Increased Sudden Cardiac Death Rate Among HIV Patients

SCD patients more likely to be older and to have had MI, heart failure

WEDNESDAY, May 16 (HealthDay News) -- Patients with HIV/AIDS have a significantly increased risk of sudden cardiac death (SCD), according to a study published in the May 22 issue of the Journal of the American College of Cardiology.

Zian H. Tseng, M.D., of the University of California in San Francisco, and associates conducted a retrospective study of 2,860 HIV patients treated at a public HIV clinic in San Francisco from April 2000 to August 2009. Data were collected on deaths, cause of death, and clinical characteristics, and the link between HIV/AIDS and SCD was investigated.

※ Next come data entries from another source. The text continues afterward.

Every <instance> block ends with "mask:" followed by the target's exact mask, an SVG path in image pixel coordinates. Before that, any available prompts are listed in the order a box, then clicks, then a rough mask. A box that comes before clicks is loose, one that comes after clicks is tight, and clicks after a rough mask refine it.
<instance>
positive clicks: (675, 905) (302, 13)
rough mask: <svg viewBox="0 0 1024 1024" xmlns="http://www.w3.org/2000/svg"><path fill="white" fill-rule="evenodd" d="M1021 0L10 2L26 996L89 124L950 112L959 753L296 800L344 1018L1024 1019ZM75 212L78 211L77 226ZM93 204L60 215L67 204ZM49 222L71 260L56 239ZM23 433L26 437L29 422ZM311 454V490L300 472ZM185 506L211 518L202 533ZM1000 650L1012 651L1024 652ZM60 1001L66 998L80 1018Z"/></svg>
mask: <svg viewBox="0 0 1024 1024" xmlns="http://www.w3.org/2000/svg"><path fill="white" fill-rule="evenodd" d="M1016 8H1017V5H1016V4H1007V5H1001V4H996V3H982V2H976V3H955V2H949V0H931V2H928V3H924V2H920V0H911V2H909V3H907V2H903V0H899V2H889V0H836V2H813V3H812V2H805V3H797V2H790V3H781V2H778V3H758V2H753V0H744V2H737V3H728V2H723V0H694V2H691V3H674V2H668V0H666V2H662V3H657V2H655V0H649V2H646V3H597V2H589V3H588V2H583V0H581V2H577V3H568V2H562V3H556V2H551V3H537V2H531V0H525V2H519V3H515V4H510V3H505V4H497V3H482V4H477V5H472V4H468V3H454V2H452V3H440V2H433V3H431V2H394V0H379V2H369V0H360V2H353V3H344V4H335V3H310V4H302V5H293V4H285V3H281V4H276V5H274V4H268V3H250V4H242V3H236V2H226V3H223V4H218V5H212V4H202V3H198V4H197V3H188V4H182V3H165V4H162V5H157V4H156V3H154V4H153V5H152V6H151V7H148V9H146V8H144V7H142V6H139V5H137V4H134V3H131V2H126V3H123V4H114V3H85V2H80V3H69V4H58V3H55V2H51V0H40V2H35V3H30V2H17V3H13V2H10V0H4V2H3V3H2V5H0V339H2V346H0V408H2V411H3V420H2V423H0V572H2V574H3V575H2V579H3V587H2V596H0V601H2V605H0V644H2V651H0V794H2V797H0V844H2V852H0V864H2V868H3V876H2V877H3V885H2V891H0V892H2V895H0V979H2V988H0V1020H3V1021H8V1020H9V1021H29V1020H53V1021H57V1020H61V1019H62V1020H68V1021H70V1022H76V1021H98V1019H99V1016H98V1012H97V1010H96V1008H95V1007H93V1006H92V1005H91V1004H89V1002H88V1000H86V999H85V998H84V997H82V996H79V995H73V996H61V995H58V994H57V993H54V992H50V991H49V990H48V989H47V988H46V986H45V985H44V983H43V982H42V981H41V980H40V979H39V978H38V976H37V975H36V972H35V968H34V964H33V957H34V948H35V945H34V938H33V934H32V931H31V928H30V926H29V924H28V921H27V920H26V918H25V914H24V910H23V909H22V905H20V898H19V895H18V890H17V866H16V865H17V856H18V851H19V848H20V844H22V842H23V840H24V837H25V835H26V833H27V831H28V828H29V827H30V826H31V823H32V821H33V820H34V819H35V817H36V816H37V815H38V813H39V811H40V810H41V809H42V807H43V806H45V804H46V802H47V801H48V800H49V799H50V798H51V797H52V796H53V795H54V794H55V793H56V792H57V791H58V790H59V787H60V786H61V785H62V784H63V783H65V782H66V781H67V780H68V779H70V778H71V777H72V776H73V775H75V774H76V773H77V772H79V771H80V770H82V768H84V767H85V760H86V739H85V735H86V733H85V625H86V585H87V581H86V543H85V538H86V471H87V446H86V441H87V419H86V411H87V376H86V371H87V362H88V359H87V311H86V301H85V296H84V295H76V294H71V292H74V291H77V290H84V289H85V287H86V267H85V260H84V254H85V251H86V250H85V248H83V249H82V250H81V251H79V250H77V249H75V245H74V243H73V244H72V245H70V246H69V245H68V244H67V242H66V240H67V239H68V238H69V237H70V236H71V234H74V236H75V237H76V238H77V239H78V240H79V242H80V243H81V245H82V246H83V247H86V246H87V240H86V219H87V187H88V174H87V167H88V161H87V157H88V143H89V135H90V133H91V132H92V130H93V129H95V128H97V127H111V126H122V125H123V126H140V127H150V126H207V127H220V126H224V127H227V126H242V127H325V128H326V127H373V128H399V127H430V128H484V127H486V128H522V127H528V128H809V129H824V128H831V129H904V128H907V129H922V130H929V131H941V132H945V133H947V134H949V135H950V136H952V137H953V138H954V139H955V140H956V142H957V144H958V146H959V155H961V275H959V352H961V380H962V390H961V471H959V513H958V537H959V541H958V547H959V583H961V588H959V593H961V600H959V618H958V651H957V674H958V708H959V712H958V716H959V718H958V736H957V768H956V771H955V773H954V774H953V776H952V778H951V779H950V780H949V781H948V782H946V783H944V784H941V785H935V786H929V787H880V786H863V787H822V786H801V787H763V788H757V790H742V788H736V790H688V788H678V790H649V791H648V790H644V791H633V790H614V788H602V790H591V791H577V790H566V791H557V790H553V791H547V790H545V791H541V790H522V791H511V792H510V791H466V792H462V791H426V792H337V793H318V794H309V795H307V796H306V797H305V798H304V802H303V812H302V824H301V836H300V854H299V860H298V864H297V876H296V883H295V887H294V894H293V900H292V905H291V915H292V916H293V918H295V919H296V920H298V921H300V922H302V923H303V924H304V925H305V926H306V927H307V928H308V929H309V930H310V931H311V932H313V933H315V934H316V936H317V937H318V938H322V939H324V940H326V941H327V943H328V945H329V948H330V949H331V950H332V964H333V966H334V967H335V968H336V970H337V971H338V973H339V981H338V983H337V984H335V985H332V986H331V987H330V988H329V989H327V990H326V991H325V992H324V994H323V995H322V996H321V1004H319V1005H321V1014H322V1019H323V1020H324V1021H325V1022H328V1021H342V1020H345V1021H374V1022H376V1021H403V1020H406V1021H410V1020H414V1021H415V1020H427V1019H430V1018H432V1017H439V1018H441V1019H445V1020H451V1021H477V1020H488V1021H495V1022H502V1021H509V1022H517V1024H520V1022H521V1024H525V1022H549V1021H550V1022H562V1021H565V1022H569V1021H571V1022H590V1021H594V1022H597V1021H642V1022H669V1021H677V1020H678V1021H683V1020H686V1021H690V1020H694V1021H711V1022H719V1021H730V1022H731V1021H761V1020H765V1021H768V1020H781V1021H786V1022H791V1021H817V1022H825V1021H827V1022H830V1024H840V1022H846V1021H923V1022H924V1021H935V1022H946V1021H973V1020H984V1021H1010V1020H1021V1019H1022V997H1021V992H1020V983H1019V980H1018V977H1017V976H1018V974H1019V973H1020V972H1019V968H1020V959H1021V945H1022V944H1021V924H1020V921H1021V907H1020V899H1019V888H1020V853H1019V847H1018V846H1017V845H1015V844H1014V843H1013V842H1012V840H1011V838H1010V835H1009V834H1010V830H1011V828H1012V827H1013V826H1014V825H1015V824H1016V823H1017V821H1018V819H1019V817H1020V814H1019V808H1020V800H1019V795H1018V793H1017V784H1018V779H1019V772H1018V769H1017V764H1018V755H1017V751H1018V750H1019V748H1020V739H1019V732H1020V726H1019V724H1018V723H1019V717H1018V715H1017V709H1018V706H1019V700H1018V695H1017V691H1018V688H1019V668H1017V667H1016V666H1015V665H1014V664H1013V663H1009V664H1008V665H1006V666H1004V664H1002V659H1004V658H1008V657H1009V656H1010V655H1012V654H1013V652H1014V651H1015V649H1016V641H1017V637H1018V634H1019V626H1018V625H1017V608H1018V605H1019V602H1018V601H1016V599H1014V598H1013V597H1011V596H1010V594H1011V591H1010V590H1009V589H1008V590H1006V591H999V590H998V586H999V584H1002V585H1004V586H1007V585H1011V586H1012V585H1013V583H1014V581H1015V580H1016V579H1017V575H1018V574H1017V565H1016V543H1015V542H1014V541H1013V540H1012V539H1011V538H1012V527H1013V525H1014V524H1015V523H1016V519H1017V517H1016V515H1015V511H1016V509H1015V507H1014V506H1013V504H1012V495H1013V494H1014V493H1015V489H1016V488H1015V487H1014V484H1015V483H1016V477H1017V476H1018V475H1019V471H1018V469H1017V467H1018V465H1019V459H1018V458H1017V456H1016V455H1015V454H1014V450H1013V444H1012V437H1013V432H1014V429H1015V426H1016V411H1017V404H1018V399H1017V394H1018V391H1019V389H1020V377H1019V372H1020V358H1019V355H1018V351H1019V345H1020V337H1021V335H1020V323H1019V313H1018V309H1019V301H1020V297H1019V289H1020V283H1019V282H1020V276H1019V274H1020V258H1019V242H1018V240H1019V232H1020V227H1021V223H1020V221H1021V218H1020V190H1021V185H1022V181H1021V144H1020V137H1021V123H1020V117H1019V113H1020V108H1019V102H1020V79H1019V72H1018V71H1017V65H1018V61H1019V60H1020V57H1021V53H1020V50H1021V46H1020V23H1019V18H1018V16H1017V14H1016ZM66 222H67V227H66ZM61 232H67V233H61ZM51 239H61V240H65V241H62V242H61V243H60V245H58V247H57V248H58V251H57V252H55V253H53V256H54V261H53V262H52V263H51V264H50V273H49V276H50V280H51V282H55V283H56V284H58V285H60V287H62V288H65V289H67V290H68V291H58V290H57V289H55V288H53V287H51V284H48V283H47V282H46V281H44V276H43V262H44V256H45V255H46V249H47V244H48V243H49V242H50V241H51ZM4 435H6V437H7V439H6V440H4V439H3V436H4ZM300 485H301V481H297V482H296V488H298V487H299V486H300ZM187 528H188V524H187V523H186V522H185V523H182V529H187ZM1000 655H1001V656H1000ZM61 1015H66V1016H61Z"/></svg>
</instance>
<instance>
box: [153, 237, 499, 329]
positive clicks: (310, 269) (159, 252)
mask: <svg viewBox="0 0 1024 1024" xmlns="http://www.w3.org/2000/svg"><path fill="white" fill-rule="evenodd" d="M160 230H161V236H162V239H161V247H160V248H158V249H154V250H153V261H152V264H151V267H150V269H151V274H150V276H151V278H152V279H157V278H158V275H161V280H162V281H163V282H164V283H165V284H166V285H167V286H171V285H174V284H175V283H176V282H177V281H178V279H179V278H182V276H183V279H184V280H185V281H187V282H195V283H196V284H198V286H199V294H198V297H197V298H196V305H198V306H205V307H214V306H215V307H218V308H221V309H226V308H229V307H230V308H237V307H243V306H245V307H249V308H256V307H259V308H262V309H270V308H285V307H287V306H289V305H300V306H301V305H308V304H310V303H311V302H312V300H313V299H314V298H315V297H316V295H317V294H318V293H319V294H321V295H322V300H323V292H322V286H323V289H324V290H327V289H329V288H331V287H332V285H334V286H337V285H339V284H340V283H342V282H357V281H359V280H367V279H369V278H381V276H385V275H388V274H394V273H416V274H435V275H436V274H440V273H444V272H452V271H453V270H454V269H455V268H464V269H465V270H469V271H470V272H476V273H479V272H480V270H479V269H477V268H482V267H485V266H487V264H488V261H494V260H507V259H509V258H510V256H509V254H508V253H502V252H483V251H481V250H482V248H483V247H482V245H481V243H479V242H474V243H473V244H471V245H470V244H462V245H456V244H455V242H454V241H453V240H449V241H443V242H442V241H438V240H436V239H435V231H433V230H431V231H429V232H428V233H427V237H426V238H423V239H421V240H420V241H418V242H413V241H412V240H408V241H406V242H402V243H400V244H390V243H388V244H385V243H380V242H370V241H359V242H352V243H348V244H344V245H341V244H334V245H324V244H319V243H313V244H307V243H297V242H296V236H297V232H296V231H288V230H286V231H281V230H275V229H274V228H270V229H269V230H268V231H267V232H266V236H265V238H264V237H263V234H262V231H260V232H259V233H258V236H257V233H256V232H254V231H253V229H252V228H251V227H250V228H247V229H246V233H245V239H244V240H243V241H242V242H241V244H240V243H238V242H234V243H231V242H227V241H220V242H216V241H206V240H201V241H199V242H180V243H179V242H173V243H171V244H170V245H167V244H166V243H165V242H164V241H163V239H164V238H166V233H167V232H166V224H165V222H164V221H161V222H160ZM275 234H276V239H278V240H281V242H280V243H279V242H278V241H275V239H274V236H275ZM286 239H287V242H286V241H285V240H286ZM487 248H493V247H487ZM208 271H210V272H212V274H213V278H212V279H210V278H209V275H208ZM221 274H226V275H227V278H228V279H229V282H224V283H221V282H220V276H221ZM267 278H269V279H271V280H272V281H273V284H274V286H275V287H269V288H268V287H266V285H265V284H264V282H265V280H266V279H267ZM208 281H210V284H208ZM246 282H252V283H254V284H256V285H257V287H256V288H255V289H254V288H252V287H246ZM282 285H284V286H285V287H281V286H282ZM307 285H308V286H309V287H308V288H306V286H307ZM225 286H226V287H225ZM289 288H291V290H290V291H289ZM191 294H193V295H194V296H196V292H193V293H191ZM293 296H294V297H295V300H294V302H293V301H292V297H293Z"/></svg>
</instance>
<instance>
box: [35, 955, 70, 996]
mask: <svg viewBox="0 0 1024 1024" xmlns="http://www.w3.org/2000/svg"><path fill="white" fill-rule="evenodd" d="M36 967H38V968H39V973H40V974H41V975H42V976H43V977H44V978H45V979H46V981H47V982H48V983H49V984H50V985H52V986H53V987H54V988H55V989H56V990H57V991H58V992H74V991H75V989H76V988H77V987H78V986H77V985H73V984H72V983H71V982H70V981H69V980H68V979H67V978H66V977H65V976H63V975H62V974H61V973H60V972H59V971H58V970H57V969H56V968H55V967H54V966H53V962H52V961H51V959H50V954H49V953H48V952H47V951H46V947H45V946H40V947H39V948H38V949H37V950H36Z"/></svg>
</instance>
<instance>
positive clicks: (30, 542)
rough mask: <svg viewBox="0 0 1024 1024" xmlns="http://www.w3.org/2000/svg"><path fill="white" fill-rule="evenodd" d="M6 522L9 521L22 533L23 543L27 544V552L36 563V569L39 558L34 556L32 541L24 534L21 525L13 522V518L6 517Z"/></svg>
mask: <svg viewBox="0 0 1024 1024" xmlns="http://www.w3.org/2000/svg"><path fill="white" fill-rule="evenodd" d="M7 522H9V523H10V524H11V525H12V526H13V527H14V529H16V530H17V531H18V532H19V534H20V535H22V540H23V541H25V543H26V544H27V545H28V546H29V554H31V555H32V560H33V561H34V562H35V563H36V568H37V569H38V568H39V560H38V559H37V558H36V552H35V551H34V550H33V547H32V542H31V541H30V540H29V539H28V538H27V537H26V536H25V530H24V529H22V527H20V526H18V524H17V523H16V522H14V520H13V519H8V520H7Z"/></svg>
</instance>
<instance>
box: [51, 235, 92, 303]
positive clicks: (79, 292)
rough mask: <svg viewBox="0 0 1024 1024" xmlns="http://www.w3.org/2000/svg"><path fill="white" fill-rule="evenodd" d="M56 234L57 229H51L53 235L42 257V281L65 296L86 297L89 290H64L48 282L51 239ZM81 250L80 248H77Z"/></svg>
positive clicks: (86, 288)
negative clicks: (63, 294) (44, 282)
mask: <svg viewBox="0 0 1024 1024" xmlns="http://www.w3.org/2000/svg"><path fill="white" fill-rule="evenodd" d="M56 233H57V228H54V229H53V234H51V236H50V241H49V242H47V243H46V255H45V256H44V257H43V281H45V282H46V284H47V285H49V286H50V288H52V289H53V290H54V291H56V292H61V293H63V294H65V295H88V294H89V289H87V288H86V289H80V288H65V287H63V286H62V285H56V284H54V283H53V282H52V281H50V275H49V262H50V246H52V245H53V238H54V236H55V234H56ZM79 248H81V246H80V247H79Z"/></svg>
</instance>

During a median follow-up of 3.7 years, the researchers identified 230 deaths. Of these, 57 percent were due to AIDS; 14 percent met the criteria for SCD; 11 percent were due to natural causes; and 19 percent were due to overdoses, suicides, and unknown causes. Eighty-six percent of the cardiac deaths (30 of 35) were due to SCD. The mean SCD rate was 4.5-fold higher than expected, at 2.6 per 1,000 person-years. Compared with AIDS deaths, SCD occurred in older patients (49.0 versus 44.9 years; P = 0.02). SCDs had a significantly higher prevalence of prior myocardial infarction, cardiomyopathy, heart failure, and arrhythmia than AIDS and natural deaths combined.

"SCDs account for most cardiac and many non-AIDS natural deaths in HIV-infected patients," the authors write. "Further investigation is needed to ascertain underlying mechanisms, which may include inflammation, antiretroviral therapy interruption, and concomitant medications."

One author disclosed a financial relationship with Biotronik.